What You’ll Learn
By the end of this tutorial, you will be able to:
- Load and convert SEC chromatogram data into the measure format
- Build a recipe that processes your detector signals
- Apply calibration to convert retention time to molecular weight
- Calculate MW averages (Mn, Mw, Mz, dispersity)
Time to complete: ~15 minutes
Prerequisites
Before starting, you should have: - Basic R knowledge (data frames, pipes, functions) - R and RStudio installed - No prior SEC/GPC knowledge required (we’ll cover the basics)
Overview
measure.sec provides preprocessing steps for Size Exclusion Chromatography (SEC) and Gel Permeation Chromatography (GPC) data analysis.
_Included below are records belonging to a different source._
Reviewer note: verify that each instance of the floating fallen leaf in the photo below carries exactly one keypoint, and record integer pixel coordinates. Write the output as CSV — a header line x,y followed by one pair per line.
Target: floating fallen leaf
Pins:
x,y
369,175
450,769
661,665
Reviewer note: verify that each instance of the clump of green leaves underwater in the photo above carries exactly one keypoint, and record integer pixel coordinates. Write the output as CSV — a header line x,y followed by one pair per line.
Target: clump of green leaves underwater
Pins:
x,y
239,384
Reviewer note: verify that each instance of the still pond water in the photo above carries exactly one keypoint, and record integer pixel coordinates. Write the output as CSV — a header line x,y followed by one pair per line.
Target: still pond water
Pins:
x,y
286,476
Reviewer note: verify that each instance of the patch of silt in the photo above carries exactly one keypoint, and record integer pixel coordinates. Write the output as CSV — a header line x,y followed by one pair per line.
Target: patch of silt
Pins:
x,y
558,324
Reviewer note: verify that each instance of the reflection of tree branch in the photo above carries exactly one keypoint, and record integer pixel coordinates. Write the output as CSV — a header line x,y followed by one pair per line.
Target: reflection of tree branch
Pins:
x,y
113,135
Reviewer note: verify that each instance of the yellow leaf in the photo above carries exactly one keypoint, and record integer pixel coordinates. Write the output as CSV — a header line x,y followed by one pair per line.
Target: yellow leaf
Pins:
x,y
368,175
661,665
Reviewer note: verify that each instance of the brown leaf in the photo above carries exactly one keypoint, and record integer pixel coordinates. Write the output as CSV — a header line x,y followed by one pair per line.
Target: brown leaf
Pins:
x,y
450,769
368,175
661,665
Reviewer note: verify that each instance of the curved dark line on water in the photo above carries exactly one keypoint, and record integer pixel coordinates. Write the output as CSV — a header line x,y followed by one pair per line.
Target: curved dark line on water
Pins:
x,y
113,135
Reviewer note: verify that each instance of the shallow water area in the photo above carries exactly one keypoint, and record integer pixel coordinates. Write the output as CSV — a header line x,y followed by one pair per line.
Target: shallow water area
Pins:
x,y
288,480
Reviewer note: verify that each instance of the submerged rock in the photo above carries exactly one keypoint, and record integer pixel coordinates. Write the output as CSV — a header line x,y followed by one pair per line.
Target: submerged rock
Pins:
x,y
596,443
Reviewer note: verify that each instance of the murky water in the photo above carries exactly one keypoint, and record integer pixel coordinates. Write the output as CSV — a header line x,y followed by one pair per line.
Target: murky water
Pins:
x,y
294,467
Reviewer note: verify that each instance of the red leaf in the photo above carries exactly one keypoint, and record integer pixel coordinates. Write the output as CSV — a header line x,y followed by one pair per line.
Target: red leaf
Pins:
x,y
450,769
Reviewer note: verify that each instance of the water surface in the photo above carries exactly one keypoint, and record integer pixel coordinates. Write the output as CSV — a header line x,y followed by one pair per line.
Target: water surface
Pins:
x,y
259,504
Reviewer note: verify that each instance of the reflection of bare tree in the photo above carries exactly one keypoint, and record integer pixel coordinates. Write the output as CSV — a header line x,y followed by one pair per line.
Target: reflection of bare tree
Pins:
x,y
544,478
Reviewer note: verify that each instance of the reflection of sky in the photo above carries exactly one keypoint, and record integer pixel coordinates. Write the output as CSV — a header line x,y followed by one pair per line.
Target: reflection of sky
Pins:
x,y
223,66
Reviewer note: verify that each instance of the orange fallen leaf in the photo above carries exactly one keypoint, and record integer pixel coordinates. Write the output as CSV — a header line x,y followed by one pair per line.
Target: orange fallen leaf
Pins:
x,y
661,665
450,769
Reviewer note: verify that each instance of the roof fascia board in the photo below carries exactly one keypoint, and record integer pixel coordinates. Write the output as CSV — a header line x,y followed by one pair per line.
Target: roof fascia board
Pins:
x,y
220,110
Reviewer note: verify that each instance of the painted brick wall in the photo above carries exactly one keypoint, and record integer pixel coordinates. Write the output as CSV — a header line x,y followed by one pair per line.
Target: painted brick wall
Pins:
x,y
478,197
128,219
It extends the measure package using the recipes framework.
What is SEC/GPC?
Size Exclusion Chromatography (SEC), also known as Gel Permeation Chromatography (GPC), separates molecules by size. Larger molecules elute faster (excluded from pores), smaller molecules elute slower (enter pores). This lets you determine molecular weight averages (Mn, Mw, Mz) and dispersity (distribution breadth).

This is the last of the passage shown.